WaPo Touts Waxman, Pelosi, and Boxer as Pragmatists Who'll Reawaken 'Sleeping Beauty' of Regulation
Monday’s Washington Post touted on page A3 how "Californians Shape Up as Force on Environmental Policy," over three large pictures of liberals Henry Waxman, Nancy Pelosi, and Barbara Boxer. Something amazing followed: the word "liberal" is never used in the piece to describe them. (Pelosi merely is pressed to "find common ground between conservative and liberal Democrats.") Reporter Lyndsey Layton’s feat began in paragraph one:
California Democrats will assume pivotal roles in the new Congress and White House, giving the state an outsize influence over federal policy and increasing the likelihood that its culture of activist regulation will be imported to Washington.
Despite the Post’s welcoming of a "culture of activist regulation," Layton actually attempted to dismiss the idea that Waxman/Pelosi/Boxer will be in ideological lockstep:
One longtime Capitol Hill observer cautioned that although these Californians are in key positions to shape federal policy, they don't necessarily share a single California philosophy. [!] Still, they have been shaped by experience in a state that has led the nation in regulatory policy.
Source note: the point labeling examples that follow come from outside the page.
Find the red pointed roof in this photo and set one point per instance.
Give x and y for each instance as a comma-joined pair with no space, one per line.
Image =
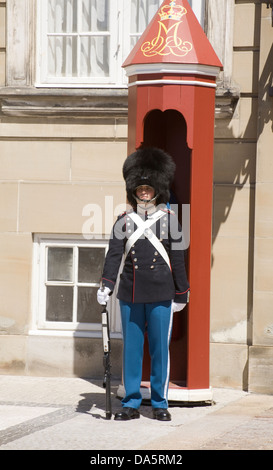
173,36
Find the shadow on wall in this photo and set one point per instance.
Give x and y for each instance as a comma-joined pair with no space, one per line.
238,169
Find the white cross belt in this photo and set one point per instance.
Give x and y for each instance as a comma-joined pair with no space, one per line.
143,228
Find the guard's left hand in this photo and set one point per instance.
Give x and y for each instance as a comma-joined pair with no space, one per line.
177,307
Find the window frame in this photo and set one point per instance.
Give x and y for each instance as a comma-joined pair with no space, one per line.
120,38
42,80
39,323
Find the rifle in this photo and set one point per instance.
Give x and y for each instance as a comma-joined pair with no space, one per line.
106,360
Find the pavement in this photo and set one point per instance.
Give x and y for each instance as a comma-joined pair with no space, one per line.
45,413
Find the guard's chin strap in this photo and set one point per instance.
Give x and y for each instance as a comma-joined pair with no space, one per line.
145,201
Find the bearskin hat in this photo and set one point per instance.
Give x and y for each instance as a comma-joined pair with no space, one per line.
149,166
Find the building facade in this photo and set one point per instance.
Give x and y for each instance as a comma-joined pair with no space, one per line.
63,140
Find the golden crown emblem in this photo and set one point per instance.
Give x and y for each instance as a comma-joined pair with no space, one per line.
172,12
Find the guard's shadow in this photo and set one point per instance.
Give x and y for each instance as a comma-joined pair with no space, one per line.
94,404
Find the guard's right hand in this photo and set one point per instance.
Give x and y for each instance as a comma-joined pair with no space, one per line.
103,295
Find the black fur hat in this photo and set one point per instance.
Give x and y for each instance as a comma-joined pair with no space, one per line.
149,166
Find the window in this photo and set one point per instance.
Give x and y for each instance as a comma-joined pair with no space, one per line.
85,42
69,274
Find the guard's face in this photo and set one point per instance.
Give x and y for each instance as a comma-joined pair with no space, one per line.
145,193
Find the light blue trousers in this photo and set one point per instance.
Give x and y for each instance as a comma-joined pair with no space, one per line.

Layton also found a liberal political scientist to suggest moderation will follow:
Barbara Sinclair, a political scientist at the University of California at Los Angeles, said the Californians are pragmatic and mindful of overreaching. "All these folks really want to make policy change," she said. "On the other hand, they very, very much want to stay in power."
To complete this act of journalistic servility to the California liberals, Layton quoted from a telephone interview with Senator Boxer, but the sophisticated reader would wonder why the Post would need a phone interview to solicit the press-release quotes that were offered:
"California has always valued protecting the environment and health and safety of our people," Boxer said in a telephone interview. "The people from California who are coming here to work on this and Congressman Waxman and myself, we are very strong on this."
And: "Californians coming, they don't have to rewrite the laws. They just have to enforce them. It's like the EPA has been asleep for eight years. The Californians are coming to wake the sleeping beauty."
Only liberals would see an entrenched regulatory agency as a "sleeping beauty."